A research problem I'm working on involves Isomap, a method of dimensionality reduction that requires computing all shortest paths over relatively large graphs. In interpreted languages like Matlab this is often done through the use of the Floyd-Warshall algorithm, a simple $latex O(n^3)$ dynamic programming approach to computing all shortest paths. In the reference Isomap code this algorithm takes only three lines:

1 2 3 | for k=1:N D = min(D,repmat(D(:,k),[1 N])+repmat(D(k,:),[N 1])); end |

The benefits of Floyd-Warshall are two-fold for languages like Matlab. The first is that the implementation is short and simple. The second is that the implementation can employ a number of linear algebra primitives that are highly optimized in languages like Matlab. In the code snippet above the repmat, addition, and min operations are all implemented as low-level highly optimized library calls. This means that Floyd-Warshall, despite the non-optimal runtime, is often the fastest Matlab approach to computing all shortest paths even on reasonably large problem sizes.

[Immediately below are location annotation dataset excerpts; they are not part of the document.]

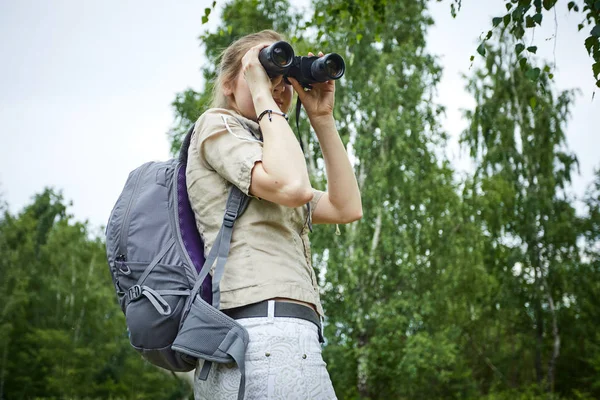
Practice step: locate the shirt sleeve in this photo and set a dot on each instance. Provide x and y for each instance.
(228, 148)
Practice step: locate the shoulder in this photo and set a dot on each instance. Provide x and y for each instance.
(215, 120)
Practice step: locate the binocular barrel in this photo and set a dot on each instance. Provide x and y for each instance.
(279, 59)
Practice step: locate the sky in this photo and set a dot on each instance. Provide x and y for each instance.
(86, 89)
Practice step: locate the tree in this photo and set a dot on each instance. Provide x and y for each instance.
(520, 16)
(62, 333)
(523, 170)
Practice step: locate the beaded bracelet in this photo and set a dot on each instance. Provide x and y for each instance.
(269, 112)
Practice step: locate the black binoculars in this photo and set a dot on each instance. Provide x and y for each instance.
(279, 59)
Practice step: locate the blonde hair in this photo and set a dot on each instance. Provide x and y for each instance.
(231, 59)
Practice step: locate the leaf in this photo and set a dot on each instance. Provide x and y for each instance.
(533, 102)
(533, 74)
(596, 69)
(523, 64)
(529, 22)
(481, 49)
(589, 43)
(548, 4)
(518, 32)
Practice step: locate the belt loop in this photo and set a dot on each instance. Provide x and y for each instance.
(271, 310)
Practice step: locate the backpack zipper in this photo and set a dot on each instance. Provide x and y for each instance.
(122, 256)
(177, 228)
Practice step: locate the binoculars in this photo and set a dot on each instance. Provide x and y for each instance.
(279, 59)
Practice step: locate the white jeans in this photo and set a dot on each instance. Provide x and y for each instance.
(283, 361)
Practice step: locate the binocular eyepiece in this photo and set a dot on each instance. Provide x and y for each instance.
(279, 59)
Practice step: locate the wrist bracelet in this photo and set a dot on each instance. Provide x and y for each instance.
(270, 112)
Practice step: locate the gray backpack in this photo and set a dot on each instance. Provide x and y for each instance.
(157, 263)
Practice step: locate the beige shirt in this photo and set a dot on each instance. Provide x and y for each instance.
(270, 251)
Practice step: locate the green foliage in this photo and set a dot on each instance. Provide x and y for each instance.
(527, 14)
(62, 334)
(442, 289)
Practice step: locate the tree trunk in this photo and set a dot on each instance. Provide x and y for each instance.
(361, 373)
(556, 345)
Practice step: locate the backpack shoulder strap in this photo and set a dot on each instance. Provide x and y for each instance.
(237, 202)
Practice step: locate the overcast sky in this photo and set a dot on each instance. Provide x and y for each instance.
(86, 87)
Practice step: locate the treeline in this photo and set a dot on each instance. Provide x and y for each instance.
(62, 333)
(477, 287)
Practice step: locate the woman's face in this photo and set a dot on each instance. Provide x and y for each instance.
(242, 98)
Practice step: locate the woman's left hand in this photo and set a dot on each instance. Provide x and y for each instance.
(318, 101)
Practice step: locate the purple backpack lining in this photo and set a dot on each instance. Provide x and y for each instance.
(189, 233)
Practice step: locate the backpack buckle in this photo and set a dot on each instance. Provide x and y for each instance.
(229, 218)
(134, 292)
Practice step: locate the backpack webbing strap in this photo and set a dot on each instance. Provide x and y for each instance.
(186, 145)
(154, 296)
(237, 202)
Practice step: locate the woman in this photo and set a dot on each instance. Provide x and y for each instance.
(245, 140)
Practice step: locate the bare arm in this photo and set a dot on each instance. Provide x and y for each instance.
(341, 203)
(281, 177)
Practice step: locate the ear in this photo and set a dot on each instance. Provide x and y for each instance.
(227, 89)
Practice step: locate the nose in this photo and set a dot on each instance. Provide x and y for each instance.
(278, 84)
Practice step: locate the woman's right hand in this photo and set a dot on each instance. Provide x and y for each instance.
(254, 73)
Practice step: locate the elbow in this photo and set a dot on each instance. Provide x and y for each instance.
(352, 216)
(296, 195)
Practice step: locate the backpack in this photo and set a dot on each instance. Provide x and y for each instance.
(161, 275)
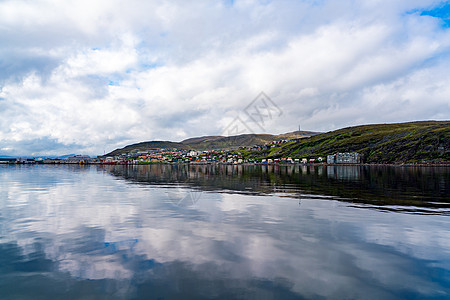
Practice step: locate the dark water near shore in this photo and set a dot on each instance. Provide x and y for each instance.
(224, 232)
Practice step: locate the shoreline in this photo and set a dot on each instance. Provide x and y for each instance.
(435, 164)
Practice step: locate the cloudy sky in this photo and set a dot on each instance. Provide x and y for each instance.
(90, 76)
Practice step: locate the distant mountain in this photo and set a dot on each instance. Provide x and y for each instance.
(381, 143)
(147, 146)
(212, 142)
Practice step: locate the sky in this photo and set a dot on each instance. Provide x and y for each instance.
(87, 77)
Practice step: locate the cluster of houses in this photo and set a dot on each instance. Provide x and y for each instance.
(187, 156)
(218, 156)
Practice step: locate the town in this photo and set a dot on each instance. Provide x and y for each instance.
(177, 156)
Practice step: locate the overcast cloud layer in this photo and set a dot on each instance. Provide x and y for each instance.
(90, 76)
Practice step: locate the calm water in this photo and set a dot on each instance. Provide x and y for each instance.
(224, 232)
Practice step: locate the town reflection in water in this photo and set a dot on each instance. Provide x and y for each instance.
(223, 232)
(376, 185)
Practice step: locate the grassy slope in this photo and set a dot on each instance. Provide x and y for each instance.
(212, 142)
(386, 143)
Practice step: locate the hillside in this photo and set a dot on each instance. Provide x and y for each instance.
(213, 142)
(148, 145)
(382, 143)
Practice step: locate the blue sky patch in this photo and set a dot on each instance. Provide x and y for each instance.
(441, 12)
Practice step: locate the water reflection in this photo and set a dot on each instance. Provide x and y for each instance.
(79, 233)
(376, 185)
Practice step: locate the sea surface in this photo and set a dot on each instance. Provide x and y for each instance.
(224, 232)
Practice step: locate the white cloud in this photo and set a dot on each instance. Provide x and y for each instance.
(97, 75)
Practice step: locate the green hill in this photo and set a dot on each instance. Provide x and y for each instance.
(213, 142)
(382, 143)
(147, 146)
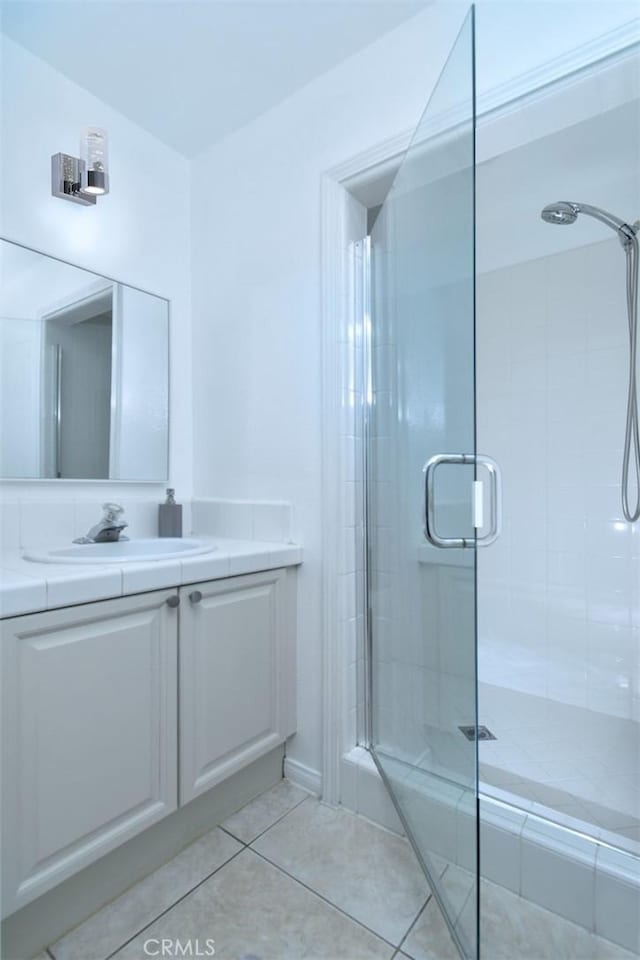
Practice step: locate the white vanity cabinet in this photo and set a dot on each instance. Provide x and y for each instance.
(237, 675)
(114, 713)
(88, 735)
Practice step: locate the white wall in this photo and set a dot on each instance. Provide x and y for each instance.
(256, 294)
(20, 346)
(138, 234)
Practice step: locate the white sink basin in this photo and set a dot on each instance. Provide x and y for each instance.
(143, 550)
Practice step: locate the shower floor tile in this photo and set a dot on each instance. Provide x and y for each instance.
(319, 883)
(511, 928)
(581, 764)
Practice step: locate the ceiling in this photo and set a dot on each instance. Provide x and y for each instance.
(192, 72)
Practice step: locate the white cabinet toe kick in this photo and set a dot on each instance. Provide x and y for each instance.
(116, 713)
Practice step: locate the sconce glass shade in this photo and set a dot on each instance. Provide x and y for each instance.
(94, 150)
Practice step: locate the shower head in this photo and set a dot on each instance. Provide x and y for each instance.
(560, 212)
(564, 212)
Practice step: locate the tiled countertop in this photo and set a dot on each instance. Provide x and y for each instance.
(27, 587)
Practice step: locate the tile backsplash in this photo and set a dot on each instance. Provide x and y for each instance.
(30, 522)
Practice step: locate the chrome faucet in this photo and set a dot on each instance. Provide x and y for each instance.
(108, 530)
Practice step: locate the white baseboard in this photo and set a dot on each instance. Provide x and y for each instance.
(302, 776)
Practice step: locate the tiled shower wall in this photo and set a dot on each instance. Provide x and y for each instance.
(559, 613)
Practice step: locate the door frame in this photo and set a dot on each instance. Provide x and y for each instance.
(337, 602)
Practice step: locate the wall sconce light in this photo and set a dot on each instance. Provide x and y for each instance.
(82, 179)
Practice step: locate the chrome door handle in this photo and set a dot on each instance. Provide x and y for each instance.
(495, 500)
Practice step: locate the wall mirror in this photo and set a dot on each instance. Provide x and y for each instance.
(84, 373)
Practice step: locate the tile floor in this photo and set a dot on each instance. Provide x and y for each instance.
(288, 878)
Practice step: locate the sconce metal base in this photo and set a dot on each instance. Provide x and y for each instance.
(67, 177)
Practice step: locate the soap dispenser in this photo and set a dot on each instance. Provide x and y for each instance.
(170, 516)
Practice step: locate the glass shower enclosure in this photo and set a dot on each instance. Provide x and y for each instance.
(431, 500)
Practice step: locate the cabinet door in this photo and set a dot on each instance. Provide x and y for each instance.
(89, 735)
(237, 675)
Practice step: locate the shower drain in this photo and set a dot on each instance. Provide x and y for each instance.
(483, 733)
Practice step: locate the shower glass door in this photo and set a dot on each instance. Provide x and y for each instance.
(421, 403)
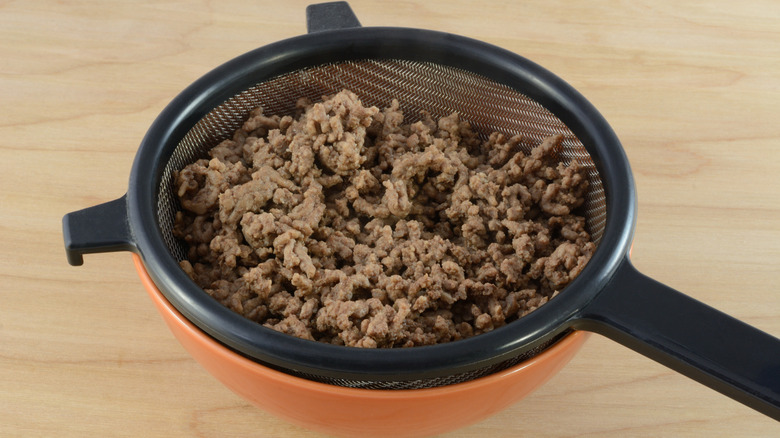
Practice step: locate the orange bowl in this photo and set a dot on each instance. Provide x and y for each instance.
(363, 412)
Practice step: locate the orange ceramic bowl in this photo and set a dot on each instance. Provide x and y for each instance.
(363, 412)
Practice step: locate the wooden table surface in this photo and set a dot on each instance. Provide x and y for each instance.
(691, 88)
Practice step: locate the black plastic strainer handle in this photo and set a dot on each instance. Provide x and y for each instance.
(689, 337)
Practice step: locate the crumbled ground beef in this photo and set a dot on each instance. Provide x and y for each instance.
(346, 226)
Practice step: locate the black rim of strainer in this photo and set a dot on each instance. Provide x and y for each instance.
(328, 361)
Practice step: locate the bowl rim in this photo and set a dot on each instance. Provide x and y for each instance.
(574, 339)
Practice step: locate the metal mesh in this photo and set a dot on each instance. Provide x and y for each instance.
(440, 90)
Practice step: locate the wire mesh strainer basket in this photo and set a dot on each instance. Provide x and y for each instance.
(494, 90)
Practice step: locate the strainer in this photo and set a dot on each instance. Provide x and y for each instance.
(494, 90)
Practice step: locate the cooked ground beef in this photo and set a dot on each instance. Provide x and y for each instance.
(344, 225)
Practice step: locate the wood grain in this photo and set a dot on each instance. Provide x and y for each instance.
(691, 88)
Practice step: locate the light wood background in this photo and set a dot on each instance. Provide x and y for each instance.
(691, 88)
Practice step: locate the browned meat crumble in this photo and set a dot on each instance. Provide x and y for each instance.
(346, 226)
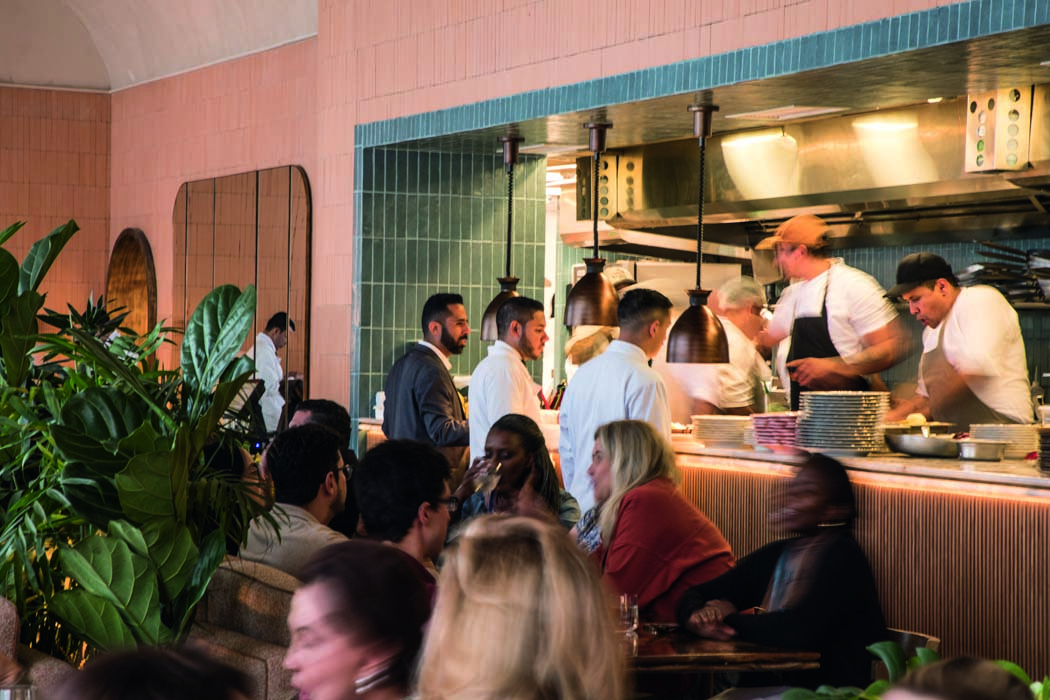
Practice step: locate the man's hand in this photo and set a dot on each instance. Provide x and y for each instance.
(821, 373)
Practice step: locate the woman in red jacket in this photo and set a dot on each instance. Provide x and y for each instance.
(655, 545)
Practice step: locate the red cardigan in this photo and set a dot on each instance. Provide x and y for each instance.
(660, 547)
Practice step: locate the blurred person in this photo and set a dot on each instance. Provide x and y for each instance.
(972, 367)
(310, 487)
(334, 417)
(654, 544)
(527, 485)
(268, 368)
(840, 325)
(422, 402)
(402, 486)
(501, 384)
(521, 615)
(356, 623)
(736, 388)
(962, 678)
(816, 588)
(155, 673)
(615, 385)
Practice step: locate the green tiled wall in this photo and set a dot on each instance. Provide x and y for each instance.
(437, 223)
(881, 263)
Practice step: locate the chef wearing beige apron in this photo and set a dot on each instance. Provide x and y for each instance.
(972, 368)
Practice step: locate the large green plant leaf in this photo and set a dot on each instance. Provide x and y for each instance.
(8, 279)
(145, 487)
(42, 256)
(107, 569)
(92, 619)
(92, 495)
(215, 333)
(17, 340)
(11, 231)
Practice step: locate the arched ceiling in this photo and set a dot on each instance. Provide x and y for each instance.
(112, 44)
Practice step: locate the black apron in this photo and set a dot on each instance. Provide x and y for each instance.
(810, 337)
(963, 410)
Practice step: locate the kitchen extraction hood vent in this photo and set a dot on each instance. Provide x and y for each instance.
(886, 177)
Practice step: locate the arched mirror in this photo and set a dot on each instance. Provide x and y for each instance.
(251, 228)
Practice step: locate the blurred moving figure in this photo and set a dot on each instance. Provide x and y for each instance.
(816, 589)
(528, 485)
(654, 544)
(963, 678)
(735, 388)
(152, 673)
(356, 623)
(521, 615)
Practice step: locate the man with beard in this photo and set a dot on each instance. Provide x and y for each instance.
(501, 384)
(422, 403)
(310, 488)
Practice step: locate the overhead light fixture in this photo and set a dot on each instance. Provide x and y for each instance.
(593, 300)
(508, 283)
(698, 336)
(785, 113)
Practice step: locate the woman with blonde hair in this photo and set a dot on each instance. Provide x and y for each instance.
(521, 615)
(654, 544)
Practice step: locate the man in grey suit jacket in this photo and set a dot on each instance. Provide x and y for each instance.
(422, 403)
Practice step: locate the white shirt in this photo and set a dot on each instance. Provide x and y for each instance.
(615, 385)
(726, 385)
(982, 338)
(268, 368)
(856, 306)
(500, 385)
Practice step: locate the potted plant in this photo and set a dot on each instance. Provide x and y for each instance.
(113, 526)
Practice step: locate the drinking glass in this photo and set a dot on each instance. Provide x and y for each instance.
(628, 613)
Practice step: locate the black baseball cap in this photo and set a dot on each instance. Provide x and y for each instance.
(920, 268)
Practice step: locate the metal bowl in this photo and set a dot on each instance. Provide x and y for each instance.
(923, 446)
(985, 450)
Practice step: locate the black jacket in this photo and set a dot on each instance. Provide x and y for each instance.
(838, 615)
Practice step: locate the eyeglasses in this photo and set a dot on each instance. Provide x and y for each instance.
(452, 504)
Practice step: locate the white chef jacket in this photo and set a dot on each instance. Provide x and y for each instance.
(500, 385)
(726, 385)
(268, 368)
(982, 338)
(856, 306)
(615, 385)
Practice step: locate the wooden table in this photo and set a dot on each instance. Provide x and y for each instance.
(675, 652)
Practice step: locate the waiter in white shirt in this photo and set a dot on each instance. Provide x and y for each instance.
(972, 367)
(501, 384)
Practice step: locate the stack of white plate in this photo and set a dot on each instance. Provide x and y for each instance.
(720, 430)
(776, 428)
(842, 423)
(1022, 439)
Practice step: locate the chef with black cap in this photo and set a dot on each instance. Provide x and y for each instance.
(972, 367)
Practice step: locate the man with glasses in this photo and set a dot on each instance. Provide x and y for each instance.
(310, 486)
(402, 490)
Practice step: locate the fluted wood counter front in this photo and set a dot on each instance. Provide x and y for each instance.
(960, 549)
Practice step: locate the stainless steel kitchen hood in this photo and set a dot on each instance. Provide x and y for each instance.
(880, 177)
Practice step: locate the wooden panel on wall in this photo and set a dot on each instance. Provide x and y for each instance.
(965, 564)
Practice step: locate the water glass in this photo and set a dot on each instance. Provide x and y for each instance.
(628, 613)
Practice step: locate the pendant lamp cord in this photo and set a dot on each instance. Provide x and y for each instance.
(597, 163)
(510, 208)
(699, 217)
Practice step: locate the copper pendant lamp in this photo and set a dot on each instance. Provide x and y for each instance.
(698, 336)
(593, 300)
(508, 283)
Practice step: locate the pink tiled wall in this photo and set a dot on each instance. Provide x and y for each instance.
(380, 59)
(54, 167)
(244, 114)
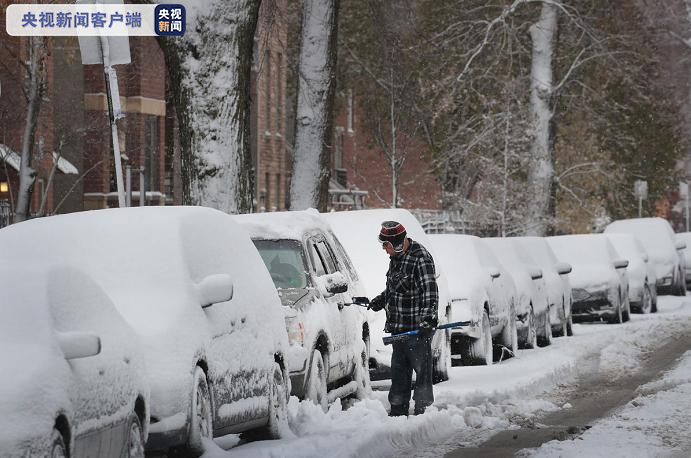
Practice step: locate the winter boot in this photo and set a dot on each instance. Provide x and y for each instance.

In my work, I've reimplemented Isomap in Python (which will soon appear in my algorithms gallery). My implementation of Floyd-Warshall uses NumPy for access to similarly optimized low-level linear algebra routines. Here's my original Python code snippet:

1 2 3 | for k in range(n): adj = np.minimum( adj, np.add.outer(adj[:,k],adj[k,:]) ) return adj |

Note that I used outer products in my code, instead of the repmat approach in the original Isomap implementation. I decided to see if using tile, the NumPy equivalent or repmat, would result in an even faster Floyd-Warshall implementation:

1 2 3 | for k in range(n): adj = np.minimum(adj, np.tile(adj[:,k].reshape(-1,1),(1,n)) + np.tile(adj[k,:],(n,1))) return adj |

To test these two approaches, I generated a few random graphs on 1000 nodes and computed all shortest paths several times (to account for variations in CPU usage). To my delight, it turns out that my original implementation ran an average of 30 seconds faster (42.8 seconds) than the approach using tile (72.7 seconds). Though more experimentation might be required to make this comparison definitive, I am trying to uncover possible reasons for the performance difference, and in particular why the Matlab code uses repmat instead of outer products (I have yet to compare performance of different Matlab versions of this algorithm).